Shivering was a great failure of her body’s cold-resistant systems, a last-resort option to generate body heat with muscular movement that burned up huge amounts of energy. Shivering shouldn’t be happening.
Something was wrong.
She reached the bare ground that fringed the sea. The soil was icebound, still as hard as a rock. And despite the lateness of the season nothing grew here, not yet; spores and seeds still lay dormant in the ground.
She came across a group of leaellynasaurs. In the cold, they had intertwined their limbs and necks until they had formed a kind of interlocked, feathery sculpture. Instinctively she flattened herself against the snow.
But the leaellyns were no threat. They were dead, locked in their final embrace. If Dig had pushed, the assemblage might have toppled over, frozen feathers breaking off like icicles.

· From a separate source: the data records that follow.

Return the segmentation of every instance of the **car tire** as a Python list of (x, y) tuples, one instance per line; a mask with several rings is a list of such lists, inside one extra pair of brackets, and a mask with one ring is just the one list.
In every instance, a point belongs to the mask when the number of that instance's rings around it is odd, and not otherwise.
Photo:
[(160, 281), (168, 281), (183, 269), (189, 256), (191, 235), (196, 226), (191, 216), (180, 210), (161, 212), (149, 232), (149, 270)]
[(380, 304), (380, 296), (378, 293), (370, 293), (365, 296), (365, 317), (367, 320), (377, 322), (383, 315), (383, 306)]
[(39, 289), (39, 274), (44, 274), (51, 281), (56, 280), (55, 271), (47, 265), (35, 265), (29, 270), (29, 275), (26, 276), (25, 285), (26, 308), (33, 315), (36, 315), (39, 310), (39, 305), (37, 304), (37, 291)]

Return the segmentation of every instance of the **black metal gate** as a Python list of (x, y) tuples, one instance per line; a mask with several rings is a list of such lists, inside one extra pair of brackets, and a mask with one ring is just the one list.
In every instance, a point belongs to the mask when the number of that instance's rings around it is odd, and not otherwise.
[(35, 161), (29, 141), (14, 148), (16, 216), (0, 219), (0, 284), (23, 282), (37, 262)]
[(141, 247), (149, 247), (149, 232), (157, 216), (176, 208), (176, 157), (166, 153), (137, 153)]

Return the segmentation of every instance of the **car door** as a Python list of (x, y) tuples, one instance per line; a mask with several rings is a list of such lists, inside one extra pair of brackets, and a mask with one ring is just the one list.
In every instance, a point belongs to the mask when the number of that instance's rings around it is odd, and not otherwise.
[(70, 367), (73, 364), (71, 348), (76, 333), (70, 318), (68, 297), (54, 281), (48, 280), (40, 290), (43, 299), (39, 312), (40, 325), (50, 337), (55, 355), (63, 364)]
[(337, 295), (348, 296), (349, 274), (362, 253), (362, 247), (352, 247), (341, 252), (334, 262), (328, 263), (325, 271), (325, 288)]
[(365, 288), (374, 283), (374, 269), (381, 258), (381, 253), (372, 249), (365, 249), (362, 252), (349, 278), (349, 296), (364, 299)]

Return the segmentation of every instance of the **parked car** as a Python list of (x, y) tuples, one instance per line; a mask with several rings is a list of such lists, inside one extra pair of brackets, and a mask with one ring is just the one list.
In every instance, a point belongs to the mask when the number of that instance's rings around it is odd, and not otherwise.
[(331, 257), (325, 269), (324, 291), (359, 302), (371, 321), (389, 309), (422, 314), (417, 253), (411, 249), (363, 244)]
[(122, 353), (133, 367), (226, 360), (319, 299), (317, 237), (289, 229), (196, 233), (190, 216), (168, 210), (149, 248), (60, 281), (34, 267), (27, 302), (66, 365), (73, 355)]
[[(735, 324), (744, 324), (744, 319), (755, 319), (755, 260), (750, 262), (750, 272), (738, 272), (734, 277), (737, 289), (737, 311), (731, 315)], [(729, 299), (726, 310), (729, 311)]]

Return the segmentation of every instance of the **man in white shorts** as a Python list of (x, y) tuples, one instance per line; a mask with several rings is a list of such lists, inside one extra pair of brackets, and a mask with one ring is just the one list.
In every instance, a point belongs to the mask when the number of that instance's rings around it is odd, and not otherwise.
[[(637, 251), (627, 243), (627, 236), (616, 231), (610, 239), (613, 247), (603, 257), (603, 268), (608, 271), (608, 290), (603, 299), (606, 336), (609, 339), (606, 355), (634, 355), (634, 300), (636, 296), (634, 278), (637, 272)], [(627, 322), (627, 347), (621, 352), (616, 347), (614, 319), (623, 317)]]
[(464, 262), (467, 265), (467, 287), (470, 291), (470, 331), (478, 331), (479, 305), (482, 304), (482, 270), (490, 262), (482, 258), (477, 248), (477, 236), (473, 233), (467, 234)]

She hurried on, leaving the leaellyns to their final sleep.
She reached a little headland that overlooked the ocean. She had stood in this place at the end of last summer, under a small stand of fern, watching raptor and frog battle. Now, even the fern’s spores were locked inside the bare ground, and there was nothing to eat. Before her the sea was a plain of unbroken white, all the way to the horizon. She quailed before the lifeless geometry: a horizon sharp as a blade, flat white below, empty blue dome above.
Only at the shore was there a break from the monotony. Here the sea’s relentless swell had broken the ice, and here, even now, life swarmed. Dig could see tiny crustaceans thrusting through the surface waters, gorging themselves on plankton. And jellyfish, small and large, pulsed through this havoc, all but translucent, lacy, delicate creatures that rode the swell of the water.
Even here, at the extremes of the Earth, the endless sea teemed with life, as it always had. But there was nothing for Dig.
As the great global cooling downturn continued, so the great clamp of the ice tightened with each passing year. The unique assemblage of animals and plants, trapped on this immense, isolated raft, had nowhere to go. And in the end, evolution could offer no defense against the ice’s final victory.